FEDERAL RESERVE MINUTES (WSJ)
“The minutes of the Federal Reserve’s July policy meeting
provided no clear signal of when the central bank will start raising interest
rates…” Story at…http://www.wsj.com/articles/fed-minutes-provide-window-into-officials-thinking-1440011827
It appears that only one member was ready to raise rates.
CRUDE INVENTORY BUILDS (CNBC)
“U.S. oil prices hit their lowest in almost six and a half years on Wednesday after U.S. data showed an unexpected rise in crude stockpiles. U.S. crude stocks were up 2.6 million barrels at 456.21 million barrels last week, the U.S. Energy Information Association (EIA) said.” Story at…
http://www.cnbc.com/2015/08/19/oil-prices-fall-again-as-lower-demand-us-season-looms.html
MARKET REPORT / ANALYSIS
-Wednesday, the S&P 500 was down about 0.8% to 2080 at the close.
-VIX was up about 11% to 15.25. Holy rate hike Batman – who woke up the Options Boys?
-The yield on the 10-year Treasury fell to 2.13%.
The S&P 500 fell to the 200-dMA and about 0.7% below the 50-dMA Wednesday. The S&P 500 has not dropped below the 200-dMA in recent short downturns, but that may not be the case this time. Volume increased today (suggesting more fear) and the Internals deteriorated.
The 50-dEMA of the Fosback Hi-Low Logic Index is nearly up to 20, a reasonably high level that preceded the December 2014 Market troubles. It’s not time to panic though; December 2014 wasn’t that bad.
For all of the churning, the S&P 500 is only 2.4% below its all-time high of 2131.
All in all, the data suggests that selling is not over. So much for being short term bullish a few days ago! Short term indicators don’t look good, but making short-term calls is mostly witchcraft.
LONG TERM BREADTH
The 50-dMA of stocks advancing on the NYSE dipped to 48.5% Wednesday, from 48.7% Tuesday. Below 50% is not good; it simply means that more than half of the stocks on the NYSE have gone down over the past 2-1/2 months.

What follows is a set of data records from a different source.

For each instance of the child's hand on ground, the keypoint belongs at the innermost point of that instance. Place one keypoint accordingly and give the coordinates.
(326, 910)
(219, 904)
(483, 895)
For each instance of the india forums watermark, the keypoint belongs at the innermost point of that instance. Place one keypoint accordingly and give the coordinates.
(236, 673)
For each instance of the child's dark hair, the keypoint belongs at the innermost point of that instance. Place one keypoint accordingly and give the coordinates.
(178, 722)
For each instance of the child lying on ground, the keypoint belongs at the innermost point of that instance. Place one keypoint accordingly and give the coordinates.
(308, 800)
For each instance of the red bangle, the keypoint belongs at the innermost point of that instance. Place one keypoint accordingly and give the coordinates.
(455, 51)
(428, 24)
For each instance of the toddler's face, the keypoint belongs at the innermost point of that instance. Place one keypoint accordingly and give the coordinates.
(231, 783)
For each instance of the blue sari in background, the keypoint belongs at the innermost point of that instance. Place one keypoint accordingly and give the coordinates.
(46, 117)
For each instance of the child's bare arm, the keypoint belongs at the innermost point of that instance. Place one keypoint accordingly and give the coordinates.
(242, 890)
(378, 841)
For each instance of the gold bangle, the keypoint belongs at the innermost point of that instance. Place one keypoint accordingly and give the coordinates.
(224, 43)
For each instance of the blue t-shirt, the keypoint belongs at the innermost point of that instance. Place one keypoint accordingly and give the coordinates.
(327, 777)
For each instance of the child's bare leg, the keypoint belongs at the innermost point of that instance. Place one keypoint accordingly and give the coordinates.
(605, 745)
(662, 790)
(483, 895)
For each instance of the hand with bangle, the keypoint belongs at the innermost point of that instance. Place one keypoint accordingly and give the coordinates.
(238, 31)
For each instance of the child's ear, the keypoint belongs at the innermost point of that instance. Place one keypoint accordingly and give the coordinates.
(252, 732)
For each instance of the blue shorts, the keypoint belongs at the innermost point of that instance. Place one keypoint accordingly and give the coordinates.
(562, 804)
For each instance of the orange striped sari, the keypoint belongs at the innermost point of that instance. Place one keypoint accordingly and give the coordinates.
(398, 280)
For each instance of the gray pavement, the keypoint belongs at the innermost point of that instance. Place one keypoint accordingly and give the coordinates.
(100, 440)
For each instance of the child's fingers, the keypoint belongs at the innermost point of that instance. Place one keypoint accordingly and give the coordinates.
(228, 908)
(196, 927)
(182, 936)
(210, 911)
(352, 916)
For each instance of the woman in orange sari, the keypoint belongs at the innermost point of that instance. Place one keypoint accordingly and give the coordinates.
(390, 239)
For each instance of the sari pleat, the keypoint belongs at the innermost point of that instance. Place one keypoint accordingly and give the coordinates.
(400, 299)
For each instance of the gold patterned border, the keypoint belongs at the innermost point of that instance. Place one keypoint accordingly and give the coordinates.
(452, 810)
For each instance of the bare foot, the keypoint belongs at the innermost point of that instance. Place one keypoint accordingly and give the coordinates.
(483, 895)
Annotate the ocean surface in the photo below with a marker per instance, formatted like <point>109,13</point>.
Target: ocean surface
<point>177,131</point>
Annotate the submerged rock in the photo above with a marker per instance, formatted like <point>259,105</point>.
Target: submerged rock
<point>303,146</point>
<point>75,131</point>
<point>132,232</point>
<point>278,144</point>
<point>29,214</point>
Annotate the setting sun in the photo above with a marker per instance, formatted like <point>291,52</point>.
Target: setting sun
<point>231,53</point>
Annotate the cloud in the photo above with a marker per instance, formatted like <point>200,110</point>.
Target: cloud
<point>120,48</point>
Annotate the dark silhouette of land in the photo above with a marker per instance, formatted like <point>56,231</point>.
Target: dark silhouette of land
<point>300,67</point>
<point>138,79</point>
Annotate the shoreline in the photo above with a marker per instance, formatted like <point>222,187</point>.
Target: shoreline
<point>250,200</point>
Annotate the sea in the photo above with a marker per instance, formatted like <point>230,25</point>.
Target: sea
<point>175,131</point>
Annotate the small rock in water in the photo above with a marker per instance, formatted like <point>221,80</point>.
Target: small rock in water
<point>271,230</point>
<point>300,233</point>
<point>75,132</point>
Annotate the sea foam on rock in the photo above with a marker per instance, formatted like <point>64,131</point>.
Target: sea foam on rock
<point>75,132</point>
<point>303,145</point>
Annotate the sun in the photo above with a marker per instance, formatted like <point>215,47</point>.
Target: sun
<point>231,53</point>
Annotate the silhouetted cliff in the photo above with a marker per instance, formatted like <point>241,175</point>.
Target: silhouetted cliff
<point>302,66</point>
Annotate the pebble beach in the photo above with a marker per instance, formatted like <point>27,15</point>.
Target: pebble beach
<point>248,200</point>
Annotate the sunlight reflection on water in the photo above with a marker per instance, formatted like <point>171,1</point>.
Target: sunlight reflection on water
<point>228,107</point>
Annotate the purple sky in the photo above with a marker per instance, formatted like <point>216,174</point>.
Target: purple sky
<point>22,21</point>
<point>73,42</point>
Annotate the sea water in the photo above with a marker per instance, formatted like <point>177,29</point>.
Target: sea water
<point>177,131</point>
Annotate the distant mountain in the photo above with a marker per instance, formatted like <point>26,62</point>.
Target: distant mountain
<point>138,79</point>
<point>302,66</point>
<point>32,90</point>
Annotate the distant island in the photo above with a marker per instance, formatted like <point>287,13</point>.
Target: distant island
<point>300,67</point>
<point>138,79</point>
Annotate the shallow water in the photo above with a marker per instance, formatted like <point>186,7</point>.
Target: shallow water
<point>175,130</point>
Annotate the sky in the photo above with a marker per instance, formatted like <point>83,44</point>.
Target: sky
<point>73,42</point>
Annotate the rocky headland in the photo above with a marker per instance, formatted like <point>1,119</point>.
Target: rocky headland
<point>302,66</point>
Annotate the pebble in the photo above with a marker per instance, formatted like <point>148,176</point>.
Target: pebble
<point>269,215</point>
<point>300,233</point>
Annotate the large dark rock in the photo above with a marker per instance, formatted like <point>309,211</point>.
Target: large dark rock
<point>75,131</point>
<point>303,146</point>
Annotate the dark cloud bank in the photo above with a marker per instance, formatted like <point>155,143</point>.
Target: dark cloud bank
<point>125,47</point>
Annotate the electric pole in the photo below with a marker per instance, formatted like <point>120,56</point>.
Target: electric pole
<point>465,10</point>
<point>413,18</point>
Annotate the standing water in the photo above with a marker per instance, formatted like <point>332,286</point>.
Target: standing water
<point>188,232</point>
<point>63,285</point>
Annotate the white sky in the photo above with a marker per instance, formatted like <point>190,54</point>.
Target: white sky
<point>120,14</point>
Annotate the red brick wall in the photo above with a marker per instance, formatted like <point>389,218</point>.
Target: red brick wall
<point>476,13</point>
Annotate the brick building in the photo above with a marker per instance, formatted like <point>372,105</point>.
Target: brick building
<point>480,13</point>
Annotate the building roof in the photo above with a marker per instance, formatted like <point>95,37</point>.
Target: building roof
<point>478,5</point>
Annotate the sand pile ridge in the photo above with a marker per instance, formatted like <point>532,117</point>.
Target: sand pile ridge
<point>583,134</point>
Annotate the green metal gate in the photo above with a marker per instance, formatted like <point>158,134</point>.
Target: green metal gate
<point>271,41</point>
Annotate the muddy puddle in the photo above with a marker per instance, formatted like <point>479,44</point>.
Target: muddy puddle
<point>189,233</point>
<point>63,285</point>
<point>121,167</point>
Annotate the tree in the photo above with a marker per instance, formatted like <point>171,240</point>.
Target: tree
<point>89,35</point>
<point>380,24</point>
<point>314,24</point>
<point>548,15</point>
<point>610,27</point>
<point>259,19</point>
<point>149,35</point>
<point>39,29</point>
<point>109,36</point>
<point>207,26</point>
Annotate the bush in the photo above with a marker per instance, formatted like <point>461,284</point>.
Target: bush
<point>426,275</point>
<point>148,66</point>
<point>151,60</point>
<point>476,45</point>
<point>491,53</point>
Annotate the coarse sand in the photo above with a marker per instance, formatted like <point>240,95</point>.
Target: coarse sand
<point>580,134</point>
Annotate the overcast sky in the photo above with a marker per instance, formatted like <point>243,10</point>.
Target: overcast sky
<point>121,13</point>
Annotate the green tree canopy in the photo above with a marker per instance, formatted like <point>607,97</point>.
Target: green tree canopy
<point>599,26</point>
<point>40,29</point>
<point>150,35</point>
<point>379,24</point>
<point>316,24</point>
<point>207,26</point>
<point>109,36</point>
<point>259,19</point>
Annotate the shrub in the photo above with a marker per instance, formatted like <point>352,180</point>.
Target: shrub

Stocks on the NYSE that are above their 200-day moving average dropped to 40% as of Tuesday – this number is way too small. Unless it improves – markets are going down. (The average is 64%.)
MARKET INTERNALS (NYSE DATA)
The 10-day moving average of the percentage of stocks advancing (NYSE) was 47.1% Wednesday vs. 49.5% Tuesday. (A number below 50% is usually BAD news for the markets. Again, New-lows outpaced New-highs Wednesday. The spread (new-highs minus new-lows) was minus-244. (It was -77 Tuesday.)
The 10-day moving average of change in the spread fell to minus-11, Wednesday. In other words, over the last 10-days, on average; the spread has DECREASED by 11 each day. Internals switched to negative on the markets.
Market Internals are a decent trend-following analysis of
current market action, but should not be used alone for short term trading.
They are usually right, but they are often late. They are most useful when they diverge from
the Index. In 2014, using these
internals alone would have made a 9% return vs. 13% for the S&P 500 (in on
Positive, out on Negative – no shorting).
Of course, few trend-following systems will do well in an extreme
low-volatility, nearly straight-up year like 2014.
NTSM
Wednesday, the NTSM long term indicator is HOLD. Indicators haven’t changed in a while. Price is positive, because up-moves have outpaced down moves recently. All other long-term indicators remain neutral, but VIX has finally started to show signs of fear as the VIX indicator is almost a sell. One indicator won’t trip the overall indicator, though.
G-Fund (Risk-free yielding 2.1% over the last 12-months): 50%
C-Fund (S&P 500): 25%
I-Fund (EFA): 25%
(This is a conservative position most appropriate for retirees or conservative investors.) I think all investors would be well served to cut their stock investments to a lower than normal (for each individual) allocation. Until longer term technicals look better, the old adage that one’s stock allocation should equal your age subtracted from 100 seems reasonable. (40years old: 100-40 = 60% in stocks) 50% would be the lowest stock allocation unless conditions deteriorate.